EUROPA (1600
a 1800). Continuação.
Probabilidade, na definição de Locke, é a manifestação do acordo com base em provas
falíveis. [A afirmação de um físico nuclear de que a estrutura final da matéria
é um filamento vibratório (corda vibrátil) pode ser aceita como correta por um
leigo, firme na autoridade do cientista. O leigo crê nessa probabilidade do
acerto do estudo e da reflexão do cientista]. A probabilidade supre a falta de
um conhecimento certo. Repousa na crença, no assentimento ou opinião, nomes que
se dá a esse tipo de acolhimento que a mente dá às proposições. A probabilidade convence quando em
conformidade com nossa própria experiência ou com o testemunho da experiência
alheia. Todos os acordos a favor ou contra devem ser examinados, até chegar-se
ao julgamento. [Isto ocorre no processo judicial. Exame das provas favoráveis e
contrárias às teses dos litigantes]. A adesão dos homens aos seus julgamentos
pretéritos sobre cujo acerto eles não colocam dúvida contribui para a probabilidade
daquilo que no presente lhes é apresentado em conformidade. [Os precedentes
judiciais (jurisprudência) tornam provável o resultado da demanda em julgamento
e orientam os atores do drama judicial]. Isto pode gerar erro e teimosia quando
os julgamentos pretéritos foram elaborados sem as cautelas devidas. Inevitável
que muitos tenham opiniões sem provas das suas verdades. Como dificilmente
encontramos um juiz imparcial para ditar a melhor opinião, o caminho mais
sensato é o da mútua tolerância.
Locke divide a idéia de probabilidade em graus conforme o seu
poder de convencimento. O primeiro grau consiste no consenso geral de
todos os homens, em todas as épocas, na medida em que isto pode ser conhecido.

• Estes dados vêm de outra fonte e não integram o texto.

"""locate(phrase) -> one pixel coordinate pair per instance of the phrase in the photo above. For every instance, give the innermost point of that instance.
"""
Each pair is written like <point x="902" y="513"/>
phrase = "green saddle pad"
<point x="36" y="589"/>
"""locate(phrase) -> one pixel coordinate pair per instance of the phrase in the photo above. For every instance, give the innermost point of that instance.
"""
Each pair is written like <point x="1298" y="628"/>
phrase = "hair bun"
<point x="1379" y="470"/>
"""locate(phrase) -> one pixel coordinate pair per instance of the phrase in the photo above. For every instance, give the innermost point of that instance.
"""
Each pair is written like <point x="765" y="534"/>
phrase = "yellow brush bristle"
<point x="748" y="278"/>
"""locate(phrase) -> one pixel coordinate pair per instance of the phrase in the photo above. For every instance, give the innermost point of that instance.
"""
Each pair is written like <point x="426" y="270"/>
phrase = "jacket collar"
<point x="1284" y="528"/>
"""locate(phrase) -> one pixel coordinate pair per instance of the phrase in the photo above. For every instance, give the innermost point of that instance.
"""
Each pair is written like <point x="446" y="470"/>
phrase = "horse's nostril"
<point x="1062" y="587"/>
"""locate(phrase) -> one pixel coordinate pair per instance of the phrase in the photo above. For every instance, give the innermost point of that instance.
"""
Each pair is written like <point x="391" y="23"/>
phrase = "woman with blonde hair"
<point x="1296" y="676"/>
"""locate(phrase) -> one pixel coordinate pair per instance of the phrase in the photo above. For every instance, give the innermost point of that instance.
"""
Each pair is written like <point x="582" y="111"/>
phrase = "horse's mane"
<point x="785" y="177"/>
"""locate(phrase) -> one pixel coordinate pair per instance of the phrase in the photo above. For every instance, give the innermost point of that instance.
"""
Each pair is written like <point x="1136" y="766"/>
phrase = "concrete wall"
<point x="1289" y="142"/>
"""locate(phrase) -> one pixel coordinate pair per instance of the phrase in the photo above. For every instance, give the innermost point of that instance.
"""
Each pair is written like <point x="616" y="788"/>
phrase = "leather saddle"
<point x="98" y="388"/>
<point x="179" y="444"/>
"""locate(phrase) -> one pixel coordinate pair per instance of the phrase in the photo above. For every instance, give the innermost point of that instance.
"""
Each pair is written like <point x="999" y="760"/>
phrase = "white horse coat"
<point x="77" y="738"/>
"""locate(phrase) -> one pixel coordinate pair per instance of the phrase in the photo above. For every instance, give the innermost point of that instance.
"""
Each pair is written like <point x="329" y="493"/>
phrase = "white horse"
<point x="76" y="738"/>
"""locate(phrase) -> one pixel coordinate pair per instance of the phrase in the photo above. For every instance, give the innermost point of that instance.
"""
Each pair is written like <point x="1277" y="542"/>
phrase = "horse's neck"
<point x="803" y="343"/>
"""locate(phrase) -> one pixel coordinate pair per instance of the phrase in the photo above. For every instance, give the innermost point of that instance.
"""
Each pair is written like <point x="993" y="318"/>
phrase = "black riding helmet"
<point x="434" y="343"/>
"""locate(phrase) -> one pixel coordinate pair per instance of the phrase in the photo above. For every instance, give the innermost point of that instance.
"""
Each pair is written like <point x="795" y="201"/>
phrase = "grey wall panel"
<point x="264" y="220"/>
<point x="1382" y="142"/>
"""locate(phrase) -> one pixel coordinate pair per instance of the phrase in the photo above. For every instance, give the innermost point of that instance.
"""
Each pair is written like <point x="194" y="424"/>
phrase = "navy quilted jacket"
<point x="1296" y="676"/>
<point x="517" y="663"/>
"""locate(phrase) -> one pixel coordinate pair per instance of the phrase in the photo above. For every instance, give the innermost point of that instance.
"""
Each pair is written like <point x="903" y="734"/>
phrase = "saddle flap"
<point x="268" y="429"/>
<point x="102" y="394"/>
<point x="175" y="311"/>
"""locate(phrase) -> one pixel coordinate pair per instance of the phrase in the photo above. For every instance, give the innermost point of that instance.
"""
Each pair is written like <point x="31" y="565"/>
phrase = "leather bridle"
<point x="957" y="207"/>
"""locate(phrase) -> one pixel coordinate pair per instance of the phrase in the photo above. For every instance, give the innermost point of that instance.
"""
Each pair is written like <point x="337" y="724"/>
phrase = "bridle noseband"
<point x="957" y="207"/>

As probabilidades derivadas da natureza das coisas, cuja regularidade das
causas e dos efeitos por todos é percebida, aproximam-se muito da certeza e
geram um grau de segurança em nossas convicções. O segundo grau consiste
na confiança fundada no testemunho inquestionável ou em nossa própria
experiência. A história relata fatos de cuja existência nós não duvidamos
porque confiamos no trabalho do historiador. Posso confiar nos fatos narrados
sobre o egoísmo, a crueldade e a estupidez dos seres humanos, quando a minha
experiência própria pode atestá-los ou verificá-los. O terceiro grau consiste no justo testemunho, como o
dos fatos históricos pelos historiadores e documentos, ou da natureza das
coisas indiferentes, como de um pássaro voar deste ou daquele modo. Os graus de
probabilidade modificam-se quando há o choque de testemunhos entre si ou com
outros tipos de provas. Nas coisas que os sentidos não podem descobrir, a
analogia é a grande regra da probabilidade. A analogia com base na gradação
inferior à condição humana pode ser aplicada à gradação superior estabelecendo
a provável existência de “categorias de seres inteligentes excedendo-nos em
graus variados de perfeição, subindo na direção da infinita percepção do
criador, por suaves passos e diferença, cada um não se encontrando a grande
distância do outro que lhe é próximo” (hierarquia cósmica).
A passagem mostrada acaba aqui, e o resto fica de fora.